Tuesday, March 7, 2023

COMICS REVIEW: DO A POWERBOMB! (2022,2023)

 

Created, Written, and Illustrated by Daniel Warren Johnson


Colors by Mike Spicer


Lettered by Rus Wooton


Published as a seven issue series June to December 2022 and as a collected trade paperback in March 2023 by Image Comics.

. . .


"They think they know how we do things on Earth? We're gonna show them just how real we can get."


. . .


Review by William D. Tucker.


It used to be that everyone said,"Pro wrastling is fake, and all its fans are marks!"


Time passed.


Now it's like,"Pro wrastling is a form of theater-a physically demanding performance art. Its fans are not marks; rather they are sophisticated connoisseurs of gesture, theatricality, and presence."


Basically, no one quite believes that pro wrastling is real in the way that baseball or football are real. Here, the reality test consists in whether or not an outcome is predetermined and pre-scripted as opposed to a clash of skill where the game must be played moment-to-moment in order to determine the true winner. Pre-scripted equals failing the reality test. And yet the gladiatorial soap opera of pro wrastling absorbs its fan base into an alternate reality similar to comic book superheroes. Pro wrastling could be said to have less reality than a true sport like football, but more reality than comic book superheroes by virtue of it involving actual humans experiencing actual exertion and pain as opposed to stories told with mere ink and paper. 


Which brings me to Do A Powerbomb!, which is a comic book that starts with a tragic accident in the scripted world of pro wrastling, and then dives into another dimension where pro wrastling theatrics are not scripted. To put it briefly, an extra dimensional necromancer spent too much time watching pro wrastling from our reality and thought that it was all absolutely real. This necromancer then established his own gladiatorial spectacular and proceeded to recruit warriors from across the multiversal planes of existence: humans, monsters, robots, cyborgs, uplifted talking animals, wizards, dragons, deities, lizard people, other necromancers, presumably. The prize for victory is the resurrection of a dead person, presumably a loved one, but, in theory, you could bring back anyone who has died: George Washington, Alexander the Great, Jack Kirby, Richard Nixon, Marie Curie, Fred Astaire, Robert Oppenheimer, Ronald Reagan, Malcolm X, Isaac Newton, Benito Mussolini-you get what I'm saying. In the world of Do A Powerbomb! uncomfortable ideological issues are mostly sidestepped in favor of personal melodrama grappling with loss and grief. The combatants in the necromancer's fights are all willing to battle to the death for the prize of bringing a dead loved one back to life. Storm and stress ensue.

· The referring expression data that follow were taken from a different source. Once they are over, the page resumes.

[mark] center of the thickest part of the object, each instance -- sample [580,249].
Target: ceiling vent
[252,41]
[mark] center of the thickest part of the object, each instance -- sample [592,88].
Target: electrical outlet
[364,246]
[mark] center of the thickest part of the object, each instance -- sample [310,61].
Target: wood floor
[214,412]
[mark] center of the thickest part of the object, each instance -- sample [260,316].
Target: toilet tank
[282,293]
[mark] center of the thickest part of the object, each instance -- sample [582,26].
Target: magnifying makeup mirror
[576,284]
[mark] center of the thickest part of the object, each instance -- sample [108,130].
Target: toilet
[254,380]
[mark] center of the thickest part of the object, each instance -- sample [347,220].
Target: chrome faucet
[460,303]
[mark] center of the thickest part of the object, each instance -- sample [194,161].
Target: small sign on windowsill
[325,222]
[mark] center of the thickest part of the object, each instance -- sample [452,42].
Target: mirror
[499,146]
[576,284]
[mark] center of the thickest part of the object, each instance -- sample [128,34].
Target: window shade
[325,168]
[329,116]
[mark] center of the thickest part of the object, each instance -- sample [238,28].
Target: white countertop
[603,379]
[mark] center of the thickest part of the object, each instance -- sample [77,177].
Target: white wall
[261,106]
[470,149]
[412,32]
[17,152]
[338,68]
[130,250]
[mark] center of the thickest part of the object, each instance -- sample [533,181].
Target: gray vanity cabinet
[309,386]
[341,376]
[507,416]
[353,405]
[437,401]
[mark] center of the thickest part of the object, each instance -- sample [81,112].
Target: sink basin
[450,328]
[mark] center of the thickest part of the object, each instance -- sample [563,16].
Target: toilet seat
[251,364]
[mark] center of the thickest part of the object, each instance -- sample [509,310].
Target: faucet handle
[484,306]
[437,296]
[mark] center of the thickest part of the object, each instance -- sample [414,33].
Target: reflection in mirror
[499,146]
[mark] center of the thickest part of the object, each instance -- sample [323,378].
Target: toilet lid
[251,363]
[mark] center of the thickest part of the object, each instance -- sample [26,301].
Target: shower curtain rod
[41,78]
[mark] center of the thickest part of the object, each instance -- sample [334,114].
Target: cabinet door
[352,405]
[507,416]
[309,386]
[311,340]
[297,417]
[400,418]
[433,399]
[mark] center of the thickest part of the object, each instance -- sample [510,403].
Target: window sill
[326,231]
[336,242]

You can read the book yourself to see how it plays out in detail. What I liked about Do A Powerbomb! was its look, the color and ferocity of its images, and the rugged'n'raggedy costumes of its hard bitten fighters. Creator Daniel Warren Johnson's affection for his characters comes through in the detail and exuberance of his illustrations. I was less taken with the writing. This is one of those stories with a cosmic premise that collapses down into the dimensions of a high concept B-movie-think Star Wars or Masters of the Universe, as opposed to The Seventh Seal or 2001: A Space Odyssey. I enjoyed it well enough, but it did not totally satisfy me. I do believe that Daniel Warren Johnson created exactly the book that he wanted to make, so the issue for me comes down to a matter of taste as opposed to a failing within the work itself. My mileage did, indeed, vary.


You know, Do A Powerbomb! is the kind of comic book that could exist as it does now, as a seven issue series with a clear cut beginning, middle, and end; or it could go on for many more issues, thousands of more pages. I kept imagining an action-sports-fantasy manga version serialized for a few decades. I think that's the version I want, and so I keep resisting what's actually in my hands. There's just no pleasing me sometimes. It's tragic.